Ma perché la politica – ovvero i cittadini – torni a porre al centro il problema della difesa attiva della qualità urbana dei luoghi e a pensare ogni trasformazione dell’habitat come occasione per fare città – e per dar vita a un paesaggio dove il termine umanizzato significhi specchio dell’umano – c’è da promuovere una profonda rivoluzione culturale. In questo la scuola può assumere un ruolo importante. Il capitolo Appia o Casilina? Bellezza e bruttezza di una [ex] Grande Roma («il manifesto», 9 ottobre 2020, qui alle pp. 137-139) andrebbe fatto leggere a tutti gli studenti delle scuole medie superiori di questo nostro Paese. Anzi: il Mibac potrebbe promuovere un concorso sul tema: Percorrete prima la Casilina e poi la via Appia antica fino al cuore di Roma e raccontate le vostre impressioni.

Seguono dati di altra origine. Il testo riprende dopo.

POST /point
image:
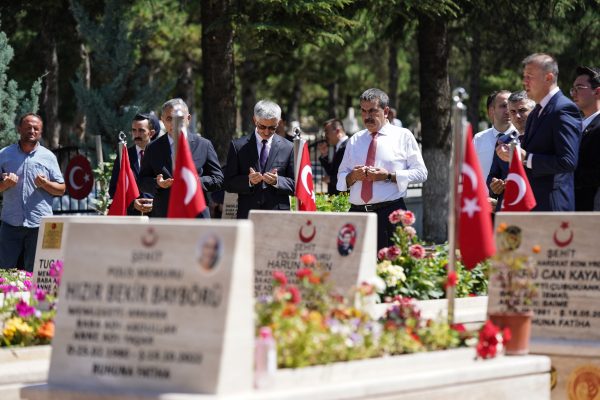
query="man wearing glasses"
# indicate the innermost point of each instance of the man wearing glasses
(551, 144)
(586, 94)
(260, 166)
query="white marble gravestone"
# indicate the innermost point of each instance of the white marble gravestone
(51, 244)
(344, 244)
(154, 308)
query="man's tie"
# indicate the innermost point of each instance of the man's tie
(366, 192)
(263, 156)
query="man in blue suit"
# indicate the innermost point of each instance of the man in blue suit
(260, 166)
(156, 172)
(552, 135)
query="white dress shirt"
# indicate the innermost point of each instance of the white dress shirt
(397, 151)
(485, 146)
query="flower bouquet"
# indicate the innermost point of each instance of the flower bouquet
(411, 268)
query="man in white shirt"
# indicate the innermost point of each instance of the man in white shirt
(586, 94)
(379, 163)
(485, 141)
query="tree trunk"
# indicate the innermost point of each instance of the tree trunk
(50, 99)
(393, 73)
(332, 99)
(79, 124)
(475, 81)
(248, 84)
(218, 93)
(293, 111)
(434, 87)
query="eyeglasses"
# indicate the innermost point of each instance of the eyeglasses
(577, 88)
(262, 127)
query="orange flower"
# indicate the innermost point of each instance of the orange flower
(46, 330)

* Il presente saggio è uscito il 29 giugno 2024 – con il titolo Roma: il possibile riscatto – sul sito della Casa della Cultura di Milano, nella rubrica Città Bene Comune curata da Renzo Riboldazzi, che ringraziamo. La versione originale si può leggere a questo indirizzo: https://casadellacultura.it/1503/roma-il-possibile-riscatto
Note al testo
[1] Sandro Medici, Spaventata, Roma si fa piccola, «il manifesto», 3 maggio 2008 (cit. da Scandurra, p. 9).
[2] In tutto quaranta articoli apparsi su «il manifesto» dal 13 maggio 2008 all’8 ottobre2023 – di cui tre scritti a quattro mani con Paolo Berdini, Piero Bevilacqua e Vezio De Lucia e uno con Paolo Berdini, Piero Bevilacqua, Antonio Castronovi e Roberto Sordelli. Nel libro sono raccolti anche tre brevi saggi pubblicati sulle riviste: «La Critica sociologica» (a. XVII, n. 186, estate 2019), «italianieuropei» (nn. 3-4, 2016) e «Città e territorio», 27 marzo 2014.
[3] Andrea Pellizzari, Tra retorica, letteratura ed epigrafia: esempi di laudes urbium tardoantiche, in «Historikά. Studi di storia greca e romana», v. 1, n. 1, 2011, pp. 124, https://ojs.unito.it/index.php/historika/article/view/22.
[4] Carlo Cattaneo, La città considerata come principio ideale delle istorie italiane, in «Il Crepuscolo», IX, nei fasc.: 42, 17 ottobre 1858, pp. 657-659; 44, 31 ottobre 1858, pp. 689-693; 50, 12 dicembre 1858, pp. 785-790; 52, 26 dicembre 1858, pp. 817-821, ora anche in Id., Storia universale e ideologia delle genti. Scritti 1852-1864, a cura di Delia Castelnuovo Frigessi, Einaudi, Torino 1972, pp. 79-126. Ma la messa in evidenza dei valori e delle potenzialità civili incarnati nelle città sono rintracciabili, ancora nel Novecento, in Alberto Savinio (Ascolto il tuo cuore città, Bompiani, Milano 1944), e in alcuni discorsi di Giorgio La Pira e dell’arcivescovo Carlo Maria Martini.
[5] G. Consonni, Tutti i rischi di Eventopoli: la Milano da bere 2.0, in «La Repubblica – Milano», 13 aprile 2017. La reazione di amministratori pubblici e potentati a quest’articolo ha avuto come esito la fine della collaborazione di chi scrive alle pagine milanesi del quotidiano fondato da Eugenio Scalfari.
[6] Ma sarà bene ricordare che il primo a sostenere che si dovesse utilizzare la legge 18 aprile 1962, n. 167 (Disposizioni per favorire l’acquisizione di aree fabbricabili per l’edilizia economica e popolare) per costruire case popolari nei centri storici è stato Piero Bottoni, a pochi mesi dalla promulgazione della legge. Vedi P. Bottoni, Una concreta difesa dei centri storici: Discorso tenuto in Palazzo Ducale a Venezia al Convegno Nazionale di Studio dell’Associazione Nazionale Centri Storici (27-28 ottobre 1962), in «Ferrara», a. III, n. 4, aprile 1963, pp. 55-58, ora anche in Id., Una nuova antichissima bellezza, a cura di G. Tonon, Laterza, Roma-Bari 1995, pp. 390-399.